Additional sample found in Recorded Future Malware Intelligence (Source: Recorded Future)
Insikt Group has released new findings on TAG-144, also known as Blind Eagle, AguilaCiega, APT-C-36, or APT-Q-98, detailing five distinct activity clusters that have been active across 2024 and 2025. The clusters reveal an adaptable and persistent threat group that continues to target Colombian government institutions at local, municipal, and federal levels, while also impacting private and non-governmental entities.

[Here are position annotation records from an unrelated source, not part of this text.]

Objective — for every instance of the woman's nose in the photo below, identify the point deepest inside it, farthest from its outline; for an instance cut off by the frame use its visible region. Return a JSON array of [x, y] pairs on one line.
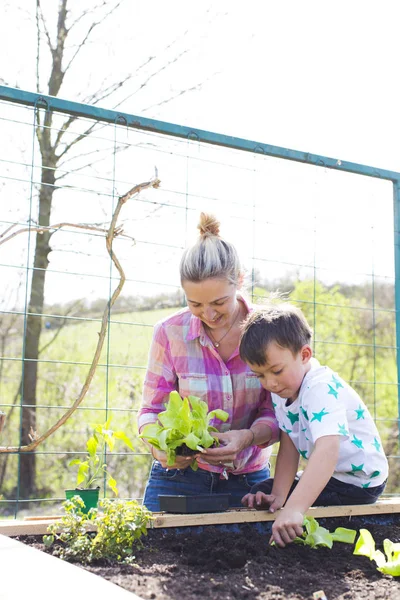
[[210, 314]]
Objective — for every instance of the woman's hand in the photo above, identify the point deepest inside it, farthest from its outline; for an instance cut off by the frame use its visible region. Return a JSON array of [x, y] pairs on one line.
[[231, 443], [181, 462], [287, 526]]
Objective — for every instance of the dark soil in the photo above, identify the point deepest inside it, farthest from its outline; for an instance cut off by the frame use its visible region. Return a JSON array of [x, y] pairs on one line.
[[218, 563]]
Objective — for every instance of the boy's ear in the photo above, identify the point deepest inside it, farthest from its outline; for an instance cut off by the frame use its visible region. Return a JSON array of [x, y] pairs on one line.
[[306, 353]]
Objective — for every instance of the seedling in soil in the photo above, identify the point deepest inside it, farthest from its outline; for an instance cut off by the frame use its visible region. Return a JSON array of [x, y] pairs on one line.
[[183, 428], [315, 535]]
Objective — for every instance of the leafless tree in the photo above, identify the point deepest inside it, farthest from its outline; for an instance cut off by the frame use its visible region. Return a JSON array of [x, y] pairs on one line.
[[60, 42]]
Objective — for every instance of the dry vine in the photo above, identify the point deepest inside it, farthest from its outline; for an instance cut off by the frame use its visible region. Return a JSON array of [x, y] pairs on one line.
[[112, 232]]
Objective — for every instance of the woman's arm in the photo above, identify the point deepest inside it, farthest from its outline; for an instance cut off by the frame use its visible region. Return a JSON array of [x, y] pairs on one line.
[[159, 381]]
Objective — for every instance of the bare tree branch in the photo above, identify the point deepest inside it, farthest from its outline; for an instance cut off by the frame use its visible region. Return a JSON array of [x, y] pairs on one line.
[[80, 137], [89, 31], [118, 231], [111, 233], [40, 17]]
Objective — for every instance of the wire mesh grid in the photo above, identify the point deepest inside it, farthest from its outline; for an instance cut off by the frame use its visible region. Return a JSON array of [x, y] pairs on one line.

The report highlights that “Insikt Group has identified five distinct activity clusters linked to TAG-144 (also known as Blind Eagle). These clusters have operated at various times throughout 2024 and 2025, targeting a significant number of victims, primarily within the Colombian government across local, municipal, and federal levels.”

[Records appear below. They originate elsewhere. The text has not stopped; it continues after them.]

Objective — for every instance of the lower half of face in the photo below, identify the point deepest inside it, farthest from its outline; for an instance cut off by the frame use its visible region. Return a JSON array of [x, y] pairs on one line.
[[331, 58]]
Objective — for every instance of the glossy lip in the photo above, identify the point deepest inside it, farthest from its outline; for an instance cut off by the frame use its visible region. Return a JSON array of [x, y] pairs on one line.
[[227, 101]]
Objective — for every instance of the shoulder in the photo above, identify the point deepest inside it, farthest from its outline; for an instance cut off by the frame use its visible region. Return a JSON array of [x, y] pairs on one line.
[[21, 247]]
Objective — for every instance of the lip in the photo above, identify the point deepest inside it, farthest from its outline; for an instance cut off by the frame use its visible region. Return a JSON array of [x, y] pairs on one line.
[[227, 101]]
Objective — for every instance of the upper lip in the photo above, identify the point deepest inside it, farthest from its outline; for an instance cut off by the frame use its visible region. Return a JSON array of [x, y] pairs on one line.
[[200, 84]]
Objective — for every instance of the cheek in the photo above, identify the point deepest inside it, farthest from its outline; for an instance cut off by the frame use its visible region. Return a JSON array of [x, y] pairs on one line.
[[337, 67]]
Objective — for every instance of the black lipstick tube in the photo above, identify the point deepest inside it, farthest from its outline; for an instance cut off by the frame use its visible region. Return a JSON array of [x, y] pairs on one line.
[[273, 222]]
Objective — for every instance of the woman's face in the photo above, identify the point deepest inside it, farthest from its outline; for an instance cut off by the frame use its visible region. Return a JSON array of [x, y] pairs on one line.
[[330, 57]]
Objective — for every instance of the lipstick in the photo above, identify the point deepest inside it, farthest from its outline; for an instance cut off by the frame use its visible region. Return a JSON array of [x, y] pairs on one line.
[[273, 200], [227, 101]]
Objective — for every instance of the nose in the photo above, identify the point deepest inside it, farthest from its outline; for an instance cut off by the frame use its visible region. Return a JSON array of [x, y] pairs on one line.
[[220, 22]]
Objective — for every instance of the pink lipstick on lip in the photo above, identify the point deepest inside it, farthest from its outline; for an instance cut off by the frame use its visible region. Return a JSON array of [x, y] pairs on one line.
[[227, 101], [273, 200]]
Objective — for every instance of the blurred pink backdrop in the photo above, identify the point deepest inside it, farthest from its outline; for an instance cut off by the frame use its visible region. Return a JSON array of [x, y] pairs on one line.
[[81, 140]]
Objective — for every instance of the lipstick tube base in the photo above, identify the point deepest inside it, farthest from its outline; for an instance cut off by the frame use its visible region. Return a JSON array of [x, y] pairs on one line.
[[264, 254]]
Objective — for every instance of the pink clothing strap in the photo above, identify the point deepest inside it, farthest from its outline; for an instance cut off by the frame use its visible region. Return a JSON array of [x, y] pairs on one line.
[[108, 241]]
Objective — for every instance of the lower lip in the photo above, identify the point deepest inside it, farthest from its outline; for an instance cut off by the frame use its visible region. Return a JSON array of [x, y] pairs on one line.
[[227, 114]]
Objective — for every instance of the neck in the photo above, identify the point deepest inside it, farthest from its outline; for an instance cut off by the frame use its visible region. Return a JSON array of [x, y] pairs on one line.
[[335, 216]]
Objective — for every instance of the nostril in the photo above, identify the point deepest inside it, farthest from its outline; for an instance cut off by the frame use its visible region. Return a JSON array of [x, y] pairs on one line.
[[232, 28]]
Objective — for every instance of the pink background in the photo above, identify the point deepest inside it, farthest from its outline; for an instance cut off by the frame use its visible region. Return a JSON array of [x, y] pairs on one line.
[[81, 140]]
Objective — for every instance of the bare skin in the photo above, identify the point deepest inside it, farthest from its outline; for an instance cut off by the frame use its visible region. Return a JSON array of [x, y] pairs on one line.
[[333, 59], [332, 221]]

TAG-144 is leveraging a broad range of tools and infrastructure:
- Commodity and cracked RATs such as AsyncRAT, REMCOS RAT, LimeRAT, DcRAT, njRAT, and Quasar variants like BlotchyQuasar.
- Dynamic DNS services like DuckDNS, NoIP, and Con-IP to mask malicious infrastructure.
- Legitimate Internet Services (LIS) including GitHub, Discord, Bitbucket, Google Drive, and Paste.ee for malware staging and payload delivery.
- Steganography, embedding malicious code within image files to bypass detection.
Insikt Group noted that TAG-144 “appears to maintain an extensive operational infrastructure, comprising virtual private servers (VPS), IP addresses within Colombian ISP ranges, and servers that appear to function as VPN servers.”
Initial access is most commonly achieved via spearphishing emails impersonating Colombian authorities, often themed around debt collection and judicial notifications. The emails use shortened URLs (cort[.]as, acortaurl[.]com, gtly[.]to) and geo-fencing techniques to restrict malicious payload access to Colombian or Ecuadorian IP ranges, while redirecting outsiders to legitimate government websites.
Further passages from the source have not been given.